Вообще в свободомыслящей интеллигентской среде того времени, даже традиционно терпимой и уважительной научной, чванство не было чем-то немыслимым или невиданным. Так, на одном из авторитетнейших неофициальных научных семинаров – математика Гельфанда – пришедшего без приглашения этот руководитель семинара мог запросто выставить за дверь, спросив у зала: «кто его привел?», а неудачные доклады прерывались им с насмешливыми комментариями вроде «пирожки очень нравятся, но не настолько, чтобы их есть», либо сами докладчики подвергались такому унизительному разносу, что один из них покончил жизнь самоубийством (**). Чванство этого признанно выдающегося ученого тоже было выдающимся, о чем свидетельствуют многие научные мемуары, но его можно было бы считать частным случаем, если бы, хотя бы, не этот прославленный семинар.

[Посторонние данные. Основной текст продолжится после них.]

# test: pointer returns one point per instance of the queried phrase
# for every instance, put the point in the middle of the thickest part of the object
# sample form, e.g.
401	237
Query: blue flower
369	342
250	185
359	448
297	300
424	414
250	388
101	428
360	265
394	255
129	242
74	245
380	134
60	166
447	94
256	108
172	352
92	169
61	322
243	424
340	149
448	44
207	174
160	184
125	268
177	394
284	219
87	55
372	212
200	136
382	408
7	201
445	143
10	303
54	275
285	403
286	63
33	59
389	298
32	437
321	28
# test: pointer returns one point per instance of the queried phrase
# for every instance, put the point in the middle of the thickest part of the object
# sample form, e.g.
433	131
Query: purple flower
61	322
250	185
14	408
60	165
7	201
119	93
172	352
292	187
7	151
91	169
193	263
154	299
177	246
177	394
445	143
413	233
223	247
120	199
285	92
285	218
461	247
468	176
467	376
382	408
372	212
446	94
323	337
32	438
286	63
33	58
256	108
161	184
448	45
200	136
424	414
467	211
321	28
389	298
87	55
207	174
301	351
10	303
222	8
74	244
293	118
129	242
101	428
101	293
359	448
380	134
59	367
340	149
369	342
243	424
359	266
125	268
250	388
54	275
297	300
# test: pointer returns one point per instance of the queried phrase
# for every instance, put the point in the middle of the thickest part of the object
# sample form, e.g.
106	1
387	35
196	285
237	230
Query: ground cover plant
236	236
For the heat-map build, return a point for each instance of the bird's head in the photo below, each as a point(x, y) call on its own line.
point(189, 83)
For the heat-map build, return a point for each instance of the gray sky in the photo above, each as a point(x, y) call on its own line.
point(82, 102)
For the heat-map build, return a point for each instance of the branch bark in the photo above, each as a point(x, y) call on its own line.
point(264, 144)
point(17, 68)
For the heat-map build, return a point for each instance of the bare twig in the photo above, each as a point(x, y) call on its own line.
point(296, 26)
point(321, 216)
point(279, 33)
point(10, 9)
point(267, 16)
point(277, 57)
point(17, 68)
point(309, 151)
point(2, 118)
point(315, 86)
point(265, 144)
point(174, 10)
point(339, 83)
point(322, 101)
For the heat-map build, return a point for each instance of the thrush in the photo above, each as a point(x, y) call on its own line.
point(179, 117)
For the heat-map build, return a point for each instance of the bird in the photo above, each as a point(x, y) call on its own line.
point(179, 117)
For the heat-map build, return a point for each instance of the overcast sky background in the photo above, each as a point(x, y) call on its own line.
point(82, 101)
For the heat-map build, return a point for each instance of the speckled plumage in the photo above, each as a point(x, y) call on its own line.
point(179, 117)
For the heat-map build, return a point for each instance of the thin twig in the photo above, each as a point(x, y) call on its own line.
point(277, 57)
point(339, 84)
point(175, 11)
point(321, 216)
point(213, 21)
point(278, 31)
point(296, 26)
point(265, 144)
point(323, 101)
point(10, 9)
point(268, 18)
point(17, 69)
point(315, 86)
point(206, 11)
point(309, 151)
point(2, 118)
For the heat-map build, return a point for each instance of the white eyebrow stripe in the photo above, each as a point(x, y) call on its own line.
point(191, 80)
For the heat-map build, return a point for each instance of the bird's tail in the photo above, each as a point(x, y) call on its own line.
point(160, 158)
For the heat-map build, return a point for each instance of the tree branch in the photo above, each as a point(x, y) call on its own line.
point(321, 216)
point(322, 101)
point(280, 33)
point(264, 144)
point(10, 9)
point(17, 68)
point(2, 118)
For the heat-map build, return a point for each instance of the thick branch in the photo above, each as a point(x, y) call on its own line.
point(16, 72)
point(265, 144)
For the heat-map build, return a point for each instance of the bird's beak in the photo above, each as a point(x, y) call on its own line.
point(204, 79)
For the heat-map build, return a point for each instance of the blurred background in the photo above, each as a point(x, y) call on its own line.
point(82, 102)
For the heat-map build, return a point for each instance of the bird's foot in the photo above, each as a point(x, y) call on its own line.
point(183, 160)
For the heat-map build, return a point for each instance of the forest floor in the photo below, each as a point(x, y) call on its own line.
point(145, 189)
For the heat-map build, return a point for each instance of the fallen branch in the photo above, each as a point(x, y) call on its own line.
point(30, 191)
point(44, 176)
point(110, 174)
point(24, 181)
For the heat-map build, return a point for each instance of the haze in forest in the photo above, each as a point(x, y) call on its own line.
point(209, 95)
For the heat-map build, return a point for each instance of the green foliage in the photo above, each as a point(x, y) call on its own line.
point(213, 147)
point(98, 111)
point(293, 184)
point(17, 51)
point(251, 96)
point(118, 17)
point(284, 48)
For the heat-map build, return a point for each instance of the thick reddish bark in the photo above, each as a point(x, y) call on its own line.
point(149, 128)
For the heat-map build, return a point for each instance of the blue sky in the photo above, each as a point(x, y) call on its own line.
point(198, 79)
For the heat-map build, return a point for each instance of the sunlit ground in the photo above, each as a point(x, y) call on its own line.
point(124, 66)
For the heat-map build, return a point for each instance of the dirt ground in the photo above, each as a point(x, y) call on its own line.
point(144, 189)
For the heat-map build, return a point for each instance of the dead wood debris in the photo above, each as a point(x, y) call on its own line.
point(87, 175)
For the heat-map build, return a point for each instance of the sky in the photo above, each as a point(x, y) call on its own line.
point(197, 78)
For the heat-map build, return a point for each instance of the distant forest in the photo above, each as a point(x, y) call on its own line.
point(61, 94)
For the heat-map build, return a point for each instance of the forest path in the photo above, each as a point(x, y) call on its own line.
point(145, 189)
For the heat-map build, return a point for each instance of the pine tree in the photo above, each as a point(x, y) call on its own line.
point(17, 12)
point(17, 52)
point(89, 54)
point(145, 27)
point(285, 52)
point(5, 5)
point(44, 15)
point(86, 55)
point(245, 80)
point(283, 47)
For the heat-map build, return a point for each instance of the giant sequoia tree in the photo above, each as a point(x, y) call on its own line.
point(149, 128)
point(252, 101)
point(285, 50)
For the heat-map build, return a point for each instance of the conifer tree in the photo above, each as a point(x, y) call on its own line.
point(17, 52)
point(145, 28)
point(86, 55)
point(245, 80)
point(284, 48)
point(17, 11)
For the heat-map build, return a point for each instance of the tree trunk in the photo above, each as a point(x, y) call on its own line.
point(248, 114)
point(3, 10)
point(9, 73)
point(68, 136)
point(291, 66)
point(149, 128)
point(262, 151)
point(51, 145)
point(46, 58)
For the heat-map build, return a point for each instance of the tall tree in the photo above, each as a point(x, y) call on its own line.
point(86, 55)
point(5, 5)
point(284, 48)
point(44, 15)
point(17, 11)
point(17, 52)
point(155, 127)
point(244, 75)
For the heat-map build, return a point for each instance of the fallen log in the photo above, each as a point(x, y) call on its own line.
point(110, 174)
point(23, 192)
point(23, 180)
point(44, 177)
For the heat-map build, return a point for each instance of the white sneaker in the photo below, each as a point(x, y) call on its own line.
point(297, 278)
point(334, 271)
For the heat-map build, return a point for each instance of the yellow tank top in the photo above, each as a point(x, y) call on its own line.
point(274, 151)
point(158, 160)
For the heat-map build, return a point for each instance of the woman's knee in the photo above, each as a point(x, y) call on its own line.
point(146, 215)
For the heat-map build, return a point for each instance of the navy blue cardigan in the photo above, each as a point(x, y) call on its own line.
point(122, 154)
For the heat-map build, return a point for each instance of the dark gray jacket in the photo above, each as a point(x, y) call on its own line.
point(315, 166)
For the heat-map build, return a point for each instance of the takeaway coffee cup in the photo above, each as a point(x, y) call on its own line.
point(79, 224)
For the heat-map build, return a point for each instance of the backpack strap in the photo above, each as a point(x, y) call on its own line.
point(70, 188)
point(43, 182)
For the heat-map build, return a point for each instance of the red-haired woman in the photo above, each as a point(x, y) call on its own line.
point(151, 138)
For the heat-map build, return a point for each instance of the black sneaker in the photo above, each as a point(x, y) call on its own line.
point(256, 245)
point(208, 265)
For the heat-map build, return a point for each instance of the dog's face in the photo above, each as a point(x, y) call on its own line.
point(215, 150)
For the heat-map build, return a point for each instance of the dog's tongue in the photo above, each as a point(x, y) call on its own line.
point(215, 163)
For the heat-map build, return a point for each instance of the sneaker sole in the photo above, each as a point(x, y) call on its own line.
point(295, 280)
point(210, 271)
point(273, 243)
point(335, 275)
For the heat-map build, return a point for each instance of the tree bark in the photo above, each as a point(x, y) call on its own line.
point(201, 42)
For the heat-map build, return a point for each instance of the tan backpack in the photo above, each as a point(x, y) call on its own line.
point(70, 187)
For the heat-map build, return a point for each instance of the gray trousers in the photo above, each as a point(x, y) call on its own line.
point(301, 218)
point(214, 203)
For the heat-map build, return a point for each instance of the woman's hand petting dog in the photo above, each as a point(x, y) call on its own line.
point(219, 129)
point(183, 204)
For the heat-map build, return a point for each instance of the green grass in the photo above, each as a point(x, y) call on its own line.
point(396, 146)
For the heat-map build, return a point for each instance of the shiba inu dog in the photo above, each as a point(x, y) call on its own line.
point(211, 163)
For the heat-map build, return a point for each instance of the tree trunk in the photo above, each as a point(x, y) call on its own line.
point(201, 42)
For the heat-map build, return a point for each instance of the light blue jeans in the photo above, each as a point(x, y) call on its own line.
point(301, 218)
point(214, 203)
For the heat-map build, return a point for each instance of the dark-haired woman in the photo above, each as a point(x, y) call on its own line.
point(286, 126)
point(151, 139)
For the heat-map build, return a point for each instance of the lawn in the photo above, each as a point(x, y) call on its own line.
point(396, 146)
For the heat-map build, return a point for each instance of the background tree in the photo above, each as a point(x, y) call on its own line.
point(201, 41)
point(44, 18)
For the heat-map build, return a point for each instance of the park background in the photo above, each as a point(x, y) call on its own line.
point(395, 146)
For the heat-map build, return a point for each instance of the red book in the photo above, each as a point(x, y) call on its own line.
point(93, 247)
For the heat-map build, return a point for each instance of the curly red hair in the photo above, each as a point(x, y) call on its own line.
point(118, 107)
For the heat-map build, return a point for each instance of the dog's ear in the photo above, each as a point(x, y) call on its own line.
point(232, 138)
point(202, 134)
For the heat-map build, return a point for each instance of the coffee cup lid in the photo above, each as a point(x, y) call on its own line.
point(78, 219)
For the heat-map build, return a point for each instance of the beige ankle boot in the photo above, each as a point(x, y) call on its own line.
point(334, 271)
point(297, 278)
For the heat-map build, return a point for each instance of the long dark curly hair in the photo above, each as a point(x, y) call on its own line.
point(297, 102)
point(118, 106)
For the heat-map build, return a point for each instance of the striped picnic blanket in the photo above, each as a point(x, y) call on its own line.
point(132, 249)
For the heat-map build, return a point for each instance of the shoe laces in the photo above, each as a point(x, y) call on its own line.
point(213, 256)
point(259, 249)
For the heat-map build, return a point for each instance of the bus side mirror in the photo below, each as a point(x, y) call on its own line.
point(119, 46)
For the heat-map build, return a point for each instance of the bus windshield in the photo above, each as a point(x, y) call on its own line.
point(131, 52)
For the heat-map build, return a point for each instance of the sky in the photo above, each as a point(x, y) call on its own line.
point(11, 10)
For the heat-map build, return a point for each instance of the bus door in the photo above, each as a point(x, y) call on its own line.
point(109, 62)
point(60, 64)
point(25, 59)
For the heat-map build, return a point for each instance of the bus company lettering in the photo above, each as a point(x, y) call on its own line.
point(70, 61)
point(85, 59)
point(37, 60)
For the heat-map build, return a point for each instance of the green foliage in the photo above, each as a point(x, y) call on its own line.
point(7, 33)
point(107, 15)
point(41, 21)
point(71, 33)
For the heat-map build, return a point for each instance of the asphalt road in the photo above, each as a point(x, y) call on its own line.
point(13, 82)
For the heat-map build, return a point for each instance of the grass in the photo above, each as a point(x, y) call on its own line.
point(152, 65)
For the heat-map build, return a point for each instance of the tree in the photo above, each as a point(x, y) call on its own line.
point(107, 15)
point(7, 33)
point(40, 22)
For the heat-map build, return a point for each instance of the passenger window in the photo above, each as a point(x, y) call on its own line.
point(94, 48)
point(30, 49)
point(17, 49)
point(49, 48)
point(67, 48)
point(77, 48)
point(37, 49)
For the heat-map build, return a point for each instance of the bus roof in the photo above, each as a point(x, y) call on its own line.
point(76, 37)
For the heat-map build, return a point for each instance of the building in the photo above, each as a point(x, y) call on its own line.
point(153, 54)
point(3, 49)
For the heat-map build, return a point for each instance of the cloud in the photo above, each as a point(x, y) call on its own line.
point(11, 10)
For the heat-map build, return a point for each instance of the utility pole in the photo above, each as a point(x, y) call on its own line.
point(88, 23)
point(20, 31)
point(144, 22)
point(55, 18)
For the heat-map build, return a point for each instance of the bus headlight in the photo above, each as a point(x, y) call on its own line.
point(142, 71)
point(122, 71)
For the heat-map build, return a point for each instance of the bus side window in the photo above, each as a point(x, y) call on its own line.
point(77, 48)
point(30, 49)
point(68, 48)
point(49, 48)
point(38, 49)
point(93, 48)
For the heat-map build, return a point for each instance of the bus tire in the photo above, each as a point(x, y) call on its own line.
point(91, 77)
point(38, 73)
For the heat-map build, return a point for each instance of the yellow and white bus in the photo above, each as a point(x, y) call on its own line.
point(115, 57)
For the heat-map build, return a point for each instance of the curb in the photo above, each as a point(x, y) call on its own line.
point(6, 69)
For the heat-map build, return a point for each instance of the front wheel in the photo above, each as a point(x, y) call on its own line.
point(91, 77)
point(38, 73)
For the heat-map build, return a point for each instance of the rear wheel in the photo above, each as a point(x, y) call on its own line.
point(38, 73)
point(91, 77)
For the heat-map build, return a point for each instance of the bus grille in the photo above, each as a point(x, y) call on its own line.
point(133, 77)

Возвращаясь собственно к «профессиональным» диссидентам. На теоретическом уровне их подверженность снобистской порче понятна, и живые примеры тоже привести нетрудно. Вот один. – Однажды Розанова, жена Синявского, рассказывала по ТВ, как во времена скитаний по российской глубинке она набирала в провинциальных библиотеках хорошие книги (которые при советской власти купить в магазине было практически невозможно, а в эти библиотеки они попадали по разнарядке и их там мало кто читал), – брала чтобы не возвращать, и так накопила неплохую библиотеку. Услышав это, я уже с умилением предвкушал заключительную фразу – которая по моему представлению обещала быть такой: «и вот теперь, когда мы живем в Париже в двухэтажном доме, я счастлива разослать по всем этим библиотекам украденные книги в новых чудесных изданиях! Да еще и такие, каких там не видали!..» В конце концов, и Ломоносов и Шубин родом из Колмогоров, из провинции! Да и не Ломоносов – тоже пусть почитает, если захочет!.. Но ничего подобного я не услышал, ибо ничего подобного ей и в голову не приходило. Она лишь похвасталась своей внутренней свободой от всяких излишних моральных ограничений. Никаких Ломоносовых, Шубиных и вообще никого достойного того, чтобы с ним надо было считаться, в провинции для нее быть не может, потому что не может быть никогда. Это, конечно, нутряной снобизм.

Снобизм, который, как сказано выше, мог в ком-то и послужить индивидуальной предрасположенностью к диссидентскому призванию.